In Memphis, Tennessee, CHOIX Memphis has seen a year-over-year increase in the number of Mississippians seeking abortions at their clinic. In 2020, CHOICES Memphis saw over 500 Mississippi patients. So far this year, the clinic has performed abortions for more than 700 Mississippians, or nearly 70 patients per month, said Jennifer Pepper, executive director of CHOICES Memphis.
Even if the Supreme Court does not strike down Roe v. Wade, this could potentially allow states to regulate the procedure more freely, making abortion largely inaccessible in the South, Pepper said. This could force patients in the area to travel hundreds of kilometers for treatment.

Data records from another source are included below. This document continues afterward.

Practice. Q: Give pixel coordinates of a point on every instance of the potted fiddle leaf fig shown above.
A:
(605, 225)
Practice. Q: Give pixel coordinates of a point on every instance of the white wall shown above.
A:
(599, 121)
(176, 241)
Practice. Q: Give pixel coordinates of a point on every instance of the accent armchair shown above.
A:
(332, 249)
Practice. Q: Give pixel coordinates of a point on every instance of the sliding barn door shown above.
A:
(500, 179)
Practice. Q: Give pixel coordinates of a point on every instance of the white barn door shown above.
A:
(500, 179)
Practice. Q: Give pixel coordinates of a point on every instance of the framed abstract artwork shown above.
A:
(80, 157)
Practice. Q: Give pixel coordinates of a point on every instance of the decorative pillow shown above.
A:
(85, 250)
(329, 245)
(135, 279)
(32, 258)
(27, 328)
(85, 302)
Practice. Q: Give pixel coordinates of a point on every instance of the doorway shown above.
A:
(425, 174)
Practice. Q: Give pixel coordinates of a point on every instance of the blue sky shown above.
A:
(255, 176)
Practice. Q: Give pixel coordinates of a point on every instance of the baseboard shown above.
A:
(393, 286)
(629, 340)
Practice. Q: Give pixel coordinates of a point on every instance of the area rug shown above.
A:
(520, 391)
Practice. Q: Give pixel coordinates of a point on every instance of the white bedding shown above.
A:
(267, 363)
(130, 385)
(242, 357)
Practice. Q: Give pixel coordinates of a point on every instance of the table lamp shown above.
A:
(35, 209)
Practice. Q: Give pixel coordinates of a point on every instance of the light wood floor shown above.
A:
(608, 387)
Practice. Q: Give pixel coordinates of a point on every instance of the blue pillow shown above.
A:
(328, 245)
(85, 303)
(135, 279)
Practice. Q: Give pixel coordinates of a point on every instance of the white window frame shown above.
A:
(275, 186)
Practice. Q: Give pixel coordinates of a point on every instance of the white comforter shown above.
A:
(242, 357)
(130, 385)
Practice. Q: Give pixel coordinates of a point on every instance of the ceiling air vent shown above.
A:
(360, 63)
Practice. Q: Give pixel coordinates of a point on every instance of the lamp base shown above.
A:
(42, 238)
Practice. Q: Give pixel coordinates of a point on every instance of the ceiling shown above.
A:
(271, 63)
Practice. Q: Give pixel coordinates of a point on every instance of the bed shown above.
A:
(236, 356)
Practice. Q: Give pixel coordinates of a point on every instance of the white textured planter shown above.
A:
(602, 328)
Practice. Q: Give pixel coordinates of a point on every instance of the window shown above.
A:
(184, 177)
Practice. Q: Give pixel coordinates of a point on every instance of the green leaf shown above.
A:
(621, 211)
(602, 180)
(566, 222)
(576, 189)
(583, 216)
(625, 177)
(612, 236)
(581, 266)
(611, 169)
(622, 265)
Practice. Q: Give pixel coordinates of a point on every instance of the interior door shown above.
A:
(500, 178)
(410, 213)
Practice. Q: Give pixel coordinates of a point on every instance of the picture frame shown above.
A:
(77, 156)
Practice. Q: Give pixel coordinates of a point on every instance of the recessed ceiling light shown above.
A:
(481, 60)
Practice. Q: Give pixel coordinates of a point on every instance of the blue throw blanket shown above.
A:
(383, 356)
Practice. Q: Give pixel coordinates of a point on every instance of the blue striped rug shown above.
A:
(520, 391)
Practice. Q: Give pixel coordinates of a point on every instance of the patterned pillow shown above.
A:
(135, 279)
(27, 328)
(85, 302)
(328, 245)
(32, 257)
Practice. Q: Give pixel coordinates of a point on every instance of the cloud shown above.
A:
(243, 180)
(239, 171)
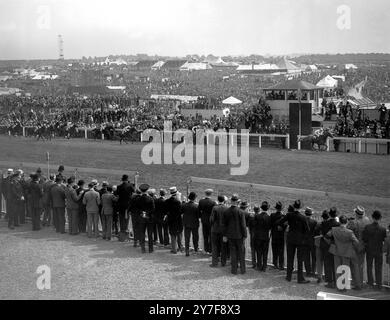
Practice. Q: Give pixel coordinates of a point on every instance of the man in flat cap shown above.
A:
(298, 228)
(261, 233)
(46, 200)
(57, 193)
(36, 193)
(235, 233)
(357, 225)
(5, 190)
(205, 207)
(219, 248)
(309, 247)
(191, 218)
(17, 198)
(124, 192)
(173, 218)
(146, 208)
(160, 211)
(277, 236)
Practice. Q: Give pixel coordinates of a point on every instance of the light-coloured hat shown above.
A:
(359, 210)
(208, 191)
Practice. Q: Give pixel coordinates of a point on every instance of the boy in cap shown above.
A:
(374, 236)
(277, 236)
(357, 225)
(191, 218)
(309, 247)
(261, 230)
(146, 207)
(298, 229)
(219, 248)
(234, 232)
(173, 218)
(205, 207)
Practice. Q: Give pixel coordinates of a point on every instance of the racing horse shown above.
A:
(319, 140)
(15, 129)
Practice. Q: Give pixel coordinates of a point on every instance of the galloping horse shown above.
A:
(128, 134)
(15, 129)
(71, 131)
(320, 140)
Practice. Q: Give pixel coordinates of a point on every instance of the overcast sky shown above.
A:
(29, 28)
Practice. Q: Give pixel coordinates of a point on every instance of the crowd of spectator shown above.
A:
(229, 227)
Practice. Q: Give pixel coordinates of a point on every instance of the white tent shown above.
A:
(231, 100)
(327, 82)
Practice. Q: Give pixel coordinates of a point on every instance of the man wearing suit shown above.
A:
(191, 217)
(124, 192)
(326, 226)
(145, 203)
(6, 191)
(343, 249)
(135, 215)
(36, 194)
(16, 197)
(219, 248)
(162, 227)
(234, 232)
(173, 218)
(261, 230)
(309, 247)
(249, 223)
(357, 225)
(47, 203)
(58, 199)
(205, 207)
(92, 202)
(277, 236)
(72, 206)
(298, 229)
(374, 236)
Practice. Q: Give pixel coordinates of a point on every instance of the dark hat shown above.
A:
(308, 211)
(208, 192)
(192, 196)
(264, 206)
(244, 205)
(297, 204)
(278, 205)
(359, 210)
(290, 208)
(234, 197)
(221, 198)
(333, 212)
(325, 214)
(376, 215)
(144, 187)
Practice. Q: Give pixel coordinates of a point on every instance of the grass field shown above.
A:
(360, 174)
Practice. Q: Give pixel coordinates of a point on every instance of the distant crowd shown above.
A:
(159, 218)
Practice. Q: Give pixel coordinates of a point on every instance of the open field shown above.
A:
(360, 174)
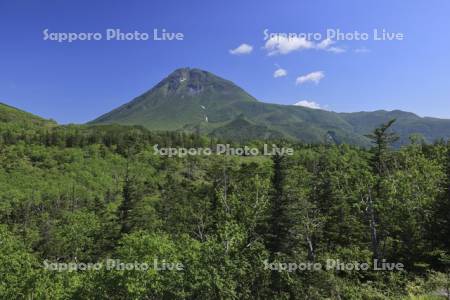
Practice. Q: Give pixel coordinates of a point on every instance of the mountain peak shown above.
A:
(191, 81)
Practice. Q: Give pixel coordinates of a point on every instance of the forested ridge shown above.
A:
(90, 193)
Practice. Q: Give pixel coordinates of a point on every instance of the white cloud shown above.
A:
(242, 49)
(326, 45)
(311, 77)
(309, 104)
(336, 49)
(361, 50)
(284, 45)
(280, 72)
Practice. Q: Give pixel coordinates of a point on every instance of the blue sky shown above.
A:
(78, 81)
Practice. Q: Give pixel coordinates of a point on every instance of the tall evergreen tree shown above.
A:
(382, 138)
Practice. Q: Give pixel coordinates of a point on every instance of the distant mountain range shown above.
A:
(197, 100)
(194, 100)
(15, 116)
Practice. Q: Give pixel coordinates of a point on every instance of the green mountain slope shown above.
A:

“The Supreme Court ruling not only has an impact on Mississippi, but it potentially has an impact on all of us in states where there is no state protection for access to the abortion, ”Pepper said.
If Roe v. Wade was weakened or overthrown, states surrounding Mississippi – including Tennessee, Alabama, Arkansas and Louisiana – along with 21 other states would restrict abortion, according to the Guttmacher Institute. That would make Illinois, North Carolina, and Kansas the closest states for Mississippians to get an abortion.
Ashley Coffield, president and CEO of Planned Parenthood of Tennessee and North Mississippi, which aborts up to 60 Mississippi patients per month, called Mississippi a “domino.”
“When it does fall, the surrounding states will fall as well, and there will be a huge health crisis that extends far beyond Mississippi,” Coffield said.